I’ve long argued that the “craft” of identifying diatoms is different to the science of taxonomy. I could go further: taxonomists have, in recent years, tended to be more concerned about cataloguing variation within species and genera (discovering a lot more diversity than hitherto expected in the process) than with understanding the interrelationships amongst these groups. However, we may now be closing the circle: “craft” of identifying diatoms got along fine with just occasional nods to systematics for a long time. The brave new world of metabarcoding might mean that systematics is, once again, recognised as the important discipline that it should be.
References
Adl., S., Bass, D., Lane, C.E., Lukeš, J. et al. (2018). Revisions to the classification, nomenclature, and diversity of eukaryotes. Journal of Eukaryotic Microbiology 66: 4-119.
https://doi.org/10.1111/jeu.12691
Medlin, L.K. & Kaczmarska, I. (2004). Evolution of the diatoms: V. morphological and cytological support for the major clades and a taxonomic revision. Phycologia 43: 245-270.
Round, F.E., Crawford, R.M. & Mann, D.G. (1990). The Diatoms: Biology and Morphology of the Genera. Cambridge University Press, Cambridge.
Theriot, E.C., Ashworth, M.P., Nakov, T., Ruck, E. & Jansen, R.K. (2015). Dissecting signal and noise in diatom chloroplast protein encoding genes with phylogenetic information processing. Molecular Phylogenetics and Evolution 89: 28-36.
Williams, D.M. & Kociolek, J.P. (2007). Pursuit of a natural classification of diatoms: history, monophyly and the rejection of paraphyletic taxa. European Journal of Phycology 42: 313-319.
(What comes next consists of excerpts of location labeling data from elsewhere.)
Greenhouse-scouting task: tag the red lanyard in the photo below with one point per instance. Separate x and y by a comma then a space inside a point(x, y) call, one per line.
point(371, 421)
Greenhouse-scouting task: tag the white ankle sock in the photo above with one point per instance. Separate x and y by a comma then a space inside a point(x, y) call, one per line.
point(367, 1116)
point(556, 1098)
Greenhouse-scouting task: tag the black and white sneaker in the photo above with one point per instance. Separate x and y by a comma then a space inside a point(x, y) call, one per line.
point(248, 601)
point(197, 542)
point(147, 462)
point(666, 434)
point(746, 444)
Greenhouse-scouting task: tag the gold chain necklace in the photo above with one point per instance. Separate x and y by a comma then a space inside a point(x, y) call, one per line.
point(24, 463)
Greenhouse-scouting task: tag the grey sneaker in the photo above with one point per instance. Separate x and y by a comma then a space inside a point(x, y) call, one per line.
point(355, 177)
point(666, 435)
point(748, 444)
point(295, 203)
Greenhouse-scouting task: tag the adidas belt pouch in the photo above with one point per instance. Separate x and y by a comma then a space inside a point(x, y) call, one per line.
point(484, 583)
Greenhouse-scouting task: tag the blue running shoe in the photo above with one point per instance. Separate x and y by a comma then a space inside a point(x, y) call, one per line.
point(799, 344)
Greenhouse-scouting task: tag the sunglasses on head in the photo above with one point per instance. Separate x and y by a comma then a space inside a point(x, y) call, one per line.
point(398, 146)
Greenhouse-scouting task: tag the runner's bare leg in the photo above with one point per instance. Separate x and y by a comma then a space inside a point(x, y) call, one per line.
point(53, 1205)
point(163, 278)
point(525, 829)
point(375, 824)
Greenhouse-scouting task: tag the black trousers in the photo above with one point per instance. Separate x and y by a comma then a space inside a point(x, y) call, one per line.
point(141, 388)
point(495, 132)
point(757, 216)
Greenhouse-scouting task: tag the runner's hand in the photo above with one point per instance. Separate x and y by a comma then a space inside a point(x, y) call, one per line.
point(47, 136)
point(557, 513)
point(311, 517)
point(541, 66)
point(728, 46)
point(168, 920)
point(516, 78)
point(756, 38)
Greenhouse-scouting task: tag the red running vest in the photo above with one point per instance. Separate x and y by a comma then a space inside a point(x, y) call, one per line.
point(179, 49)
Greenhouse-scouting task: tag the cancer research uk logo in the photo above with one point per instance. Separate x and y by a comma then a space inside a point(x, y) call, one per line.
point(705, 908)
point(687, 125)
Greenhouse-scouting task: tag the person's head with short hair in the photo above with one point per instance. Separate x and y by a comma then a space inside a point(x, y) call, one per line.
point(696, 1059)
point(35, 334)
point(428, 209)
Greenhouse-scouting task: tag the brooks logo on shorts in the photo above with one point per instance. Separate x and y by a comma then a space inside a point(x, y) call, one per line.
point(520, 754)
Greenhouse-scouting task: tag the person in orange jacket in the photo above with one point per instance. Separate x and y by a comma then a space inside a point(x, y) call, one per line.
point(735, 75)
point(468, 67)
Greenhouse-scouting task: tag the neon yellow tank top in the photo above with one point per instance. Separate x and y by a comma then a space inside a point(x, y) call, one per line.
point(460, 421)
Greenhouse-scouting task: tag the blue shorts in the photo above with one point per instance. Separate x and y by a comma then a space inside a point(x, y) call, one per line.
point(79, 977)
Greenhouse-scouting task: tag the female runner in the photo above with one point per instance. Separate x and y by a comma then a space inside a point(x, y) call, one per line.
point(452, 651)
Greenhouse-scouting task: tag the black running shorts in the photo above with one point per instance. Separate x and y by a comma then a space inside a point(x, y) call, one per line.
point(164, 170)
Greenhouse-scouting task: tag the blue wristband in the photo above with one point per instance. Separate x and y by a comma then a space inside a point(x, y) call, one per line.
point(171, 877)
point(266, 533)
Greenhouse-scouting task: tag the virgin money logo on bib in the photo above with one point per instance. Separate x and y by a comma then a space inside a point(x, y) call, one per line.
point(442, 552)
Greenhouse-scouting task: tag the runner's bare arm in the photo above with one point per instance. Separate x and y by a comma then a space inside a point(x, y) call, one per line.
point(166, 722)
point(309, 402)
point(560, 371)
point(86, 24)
Some other highlights from this week:
Wrote this whilst listening to: Wet Leg and caroline’s eponymous debut albums plus Father John Misty’s Chloë and the Next 20th Century.
Currently reading: Colm Tóibín’s The Magician, a novel about the life of Thomas Mann
Cultural highlight: first visit to the threatre since the start of the pandemic. Went to see Red Ellen – about the life of Labour politician Ellen Wilkinson – at Newcastle Playhouse.
Culinary highlight: “MSC carbonara”. Recipe: buy seafood which has a blue Marine Stewardship Council logo on it, and make a carbonara from it. This one was made from prawns, and enhanced by a pinch of chilli flakes and some lemon juice. The next one will be made from something else.